Segundo suspeito de matar irmã de desembargador na PB é preso no RN

Crime aconteceu em dezembro de 2017. Empresária perdeu controle do carro após ser baleada em Campina Grande (Foto: Reprodução/TV Paraíba)

Foi preso na manhã desta terça-feira (21), na Zona Norte de Natal mais um dos suspeitos de participação no latrocínio (roubo seguido de morte) da irmã do desembargador do Rio Grande do Norte Cláudio Santos. Célia Marcia Santos Cirne foi baleada durante um assalto ocorrido no dia 24 de dezembro do ano passado em Campina Grande, na Paraíba. No dia 29 do mesmo mês, um primeiro suspeito foi preso na cidade.

“Nossas investigações nos levaram a informação de que ele estaria aqui no Rio Grande do Norte. Chegamos até ele escondido em uma casa no bairro de Nossa Senhora da Apresentação, e cumprimos o mandado de prisão preventiva”, explicou a delegada Ana Paula Diniz.

Ainda segundo a delegada, o suspeito será levado para a Paraíba.

Primeira prisão
Um homem de 24 anos foi preso cinco dias depois do crime, em Campina Grande.“Apesar de ter sido reconhecido, o homem nega a autoria do fato e não nos ajuda com relação ao seu comparsa.
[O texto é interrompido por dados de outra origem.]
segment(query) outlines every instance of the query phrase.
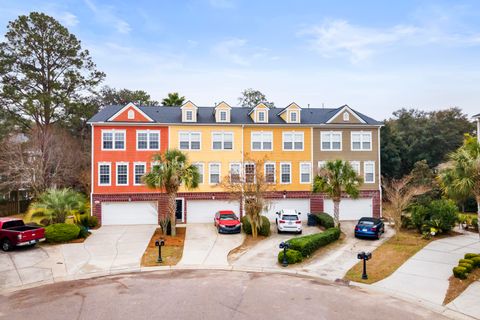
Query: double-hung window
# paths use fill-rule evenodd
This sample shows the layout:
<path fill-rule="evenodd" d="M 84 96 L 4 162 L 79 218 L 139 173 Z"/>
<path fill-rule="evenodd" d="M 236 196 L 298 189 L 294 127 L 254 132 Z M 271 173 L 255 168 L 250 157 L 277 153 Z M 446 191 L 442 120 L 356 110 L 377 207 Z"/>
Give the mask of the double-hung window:
<path fill-rule="evenodd" d="M 102 130 L 102 150 L 125 150 L 125 130 Z"/>
<path fill-rule="evenodd" d="M 214 132 L 212 133 L 213 150 L 232 150 L 233 133 L 232 132 Z"/>
<path fill-rule="evenodd" d="M 303 150 L 303 132 L 284 132 L 283 133 L 283 150 Z"/>
<path fill-rule="evenodd" d="M 275 163 L 265 163 L 265 182 L 275 183 Z"/>
<path fill-rule="evenodd" d="M 230 163 L 230 182 L 241 182 L 242 165 L 240 163 Z"/>
<path fill-rule="evenodd" d="M 101 186 L 109 186 L 111 184 L 111 163 L 101 162 L 98 164 L 98 184 Z"/>
<path fill-rule="evenodd" d="M 137 131 L 137 150 L 159 150 L 160 131 Z"/>
<path fill-rule="evenodd" d="M 142 184 L 142 177 L 146 173 L 147 164 L 145 162 L 135 162 L 133 164 L 133 174 L 134 174 L 134 185 Z"/>
<path fill-rule="evenodd" d="M 342 133 L 329 131 L 320 134 L 320 146 L 323 151 L 341 151 Z"/>
<path fill-rule="evenodd" d="M 180 150 L 200 150 L 200 132 L 180 132 Z"/>
<path fill-rule="evenodd" d="M 372 150 L 372 133 L 371 132 L 352 132 L 352 150 L 354 151 L 370 151 Z"/>
<path fill-rule="evenodd" d="M 312 165 L 310 162 L 300 163 L 300 183 L 310 183 L 312 175 Z"/>
<path fill-rule="evenodd" d="M 209 164 L 210 184 L 220 183 L 220 163 Z"/>
<path fill-rule="evenodd" d="M 283 162 L 280 163 L 280 182 L 287 184 L 292 183 L 292 164 Z"/>
<path fill-rule="evenodd" d="M 117 186 L 128 185 L 128 163 L 117 162 Z"/>
<path fill-rule="evenodd" d="M 254 131 L 251 135 L 252 150 L 271 151 L 273 146 L 273 133 L 271 131 Z"/>
<path fill-rule="evenodd" d="M 365 161 L 363 163 L 363 180 L 365 183 L 375 183 L 375 162 Z"/>

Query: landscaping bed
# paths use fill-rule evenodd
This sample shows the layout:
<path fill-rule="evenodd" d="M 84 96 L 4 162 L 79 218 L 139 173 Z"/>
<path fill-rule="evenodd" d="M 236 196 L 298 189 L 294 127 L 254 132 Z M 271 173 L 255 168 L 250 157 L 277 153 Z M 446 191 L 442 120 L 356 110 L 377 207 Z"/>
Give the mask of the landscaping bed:
<path fill-rule="evenodd" d="M 425 239 L 416 231 L 401 231 L 372 253 L 372 259 L 367 262 L 367 280 L 362 279 L 363 262 L 361 261 L 347 272 L 344 279 L 368 284 L 383 280 L 430 242 L 454 234 L 441 234 Z"/>
<path fill-rule="evenodd" d="M 142 267 L 156 267 L 156 266 L 173 266 L 176 265 L 183 255 L 183 246 L 185 244 L 186 228 L 177 228 L 177 235 L 164 236 L 161 228 L 157 228 L 148 243 L 147 249 L 143 254 L 141 265 Z M 158 239 L 165 240 L 165 246 L 162 247 L 163 263 L 158 263 L 158 247 L 155 246 L 155 241 Z"/>

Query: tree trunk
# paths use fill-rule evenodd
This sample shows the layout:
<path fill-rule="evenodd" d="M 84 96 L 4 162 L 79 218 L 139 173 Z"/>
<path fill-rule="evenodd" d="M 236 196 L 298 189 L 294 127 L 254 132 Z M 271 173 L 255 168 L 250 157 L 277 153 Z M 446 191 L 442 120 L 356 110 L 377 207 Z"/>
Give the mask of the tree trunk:
<path fill-rule="evenodd" d="M 168 213 L 170 214 L 170 227 L 171 227 L 171 234 L 172 237 L 177 235 L 177 217 L 176 217 L 176 209 L 177 203 L 175 199 L 177 198 L 177 194 L 175 192 L 168 194 Z"/>
<path fill-rule="evenodd" d="M 335 227 L 340 229 L 340 201 L 333 200 L 333 220 Z"/>

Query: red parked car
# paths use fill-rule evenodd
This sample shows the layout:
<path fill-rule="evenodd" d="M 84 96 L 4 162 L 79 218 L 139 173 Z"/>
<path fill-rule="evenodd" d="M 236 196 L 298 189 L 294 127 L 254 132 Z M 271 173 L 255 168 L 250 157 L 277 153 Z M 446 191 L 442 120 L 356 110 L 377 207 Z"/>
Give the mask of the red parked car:
<path fill-rule="evenodd" d="M 215 213 L 214 225 L 218 233 L 240 233 L 242 228 L 240 219 L 231 210 L 222 210 Z"/>
<path fill-rule="evenodd" d="M 45 241 L 44 228 L 27 226 L 22 219 L 0 218 L 0 245 L 3 251 L 34 246 L 40 241 Z"/>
Por isso a investigação ainda se aprofunda mais. Temos trabalhado na participação de outras pessoas. Com relação aos funcionários da empresa [terem participação no crime], a gente continua com a investigação, mas até então não existe nenhuma informação que leve a crer diretamente a isso. Agora por ser cedo pra dizer isso”, disse a delegada Ellen Maria.

Segundo os policiais, a vítima não reagiu à abordagem do assaltante. O vidro do veículo dela estava fechado, a empresária ficou nervosa e não conseguia abrir, após ser rendida pelo suspeito. Ele então atirou no vidro e acabou atingindo a mulher.

O crime
“Ela ficou em pânico, porque quem tem uma arma de fogo apontada contra si fica em pânico, e ela não conseguia abrir a porta do veículo. Tratava-se também de uma pessoa idosa. Ele [o suspeito] ficou forçando a porta e a porta não abria. A partir daí ele decidiu disparar contra o vidro do veículo,  numa decisão totalmente desastrosa, que comprometeu a vida dessa pessoa. Não houve uma reação dela em dizer: “não abro” ou qualquer outra coisa”, explicou a delegada.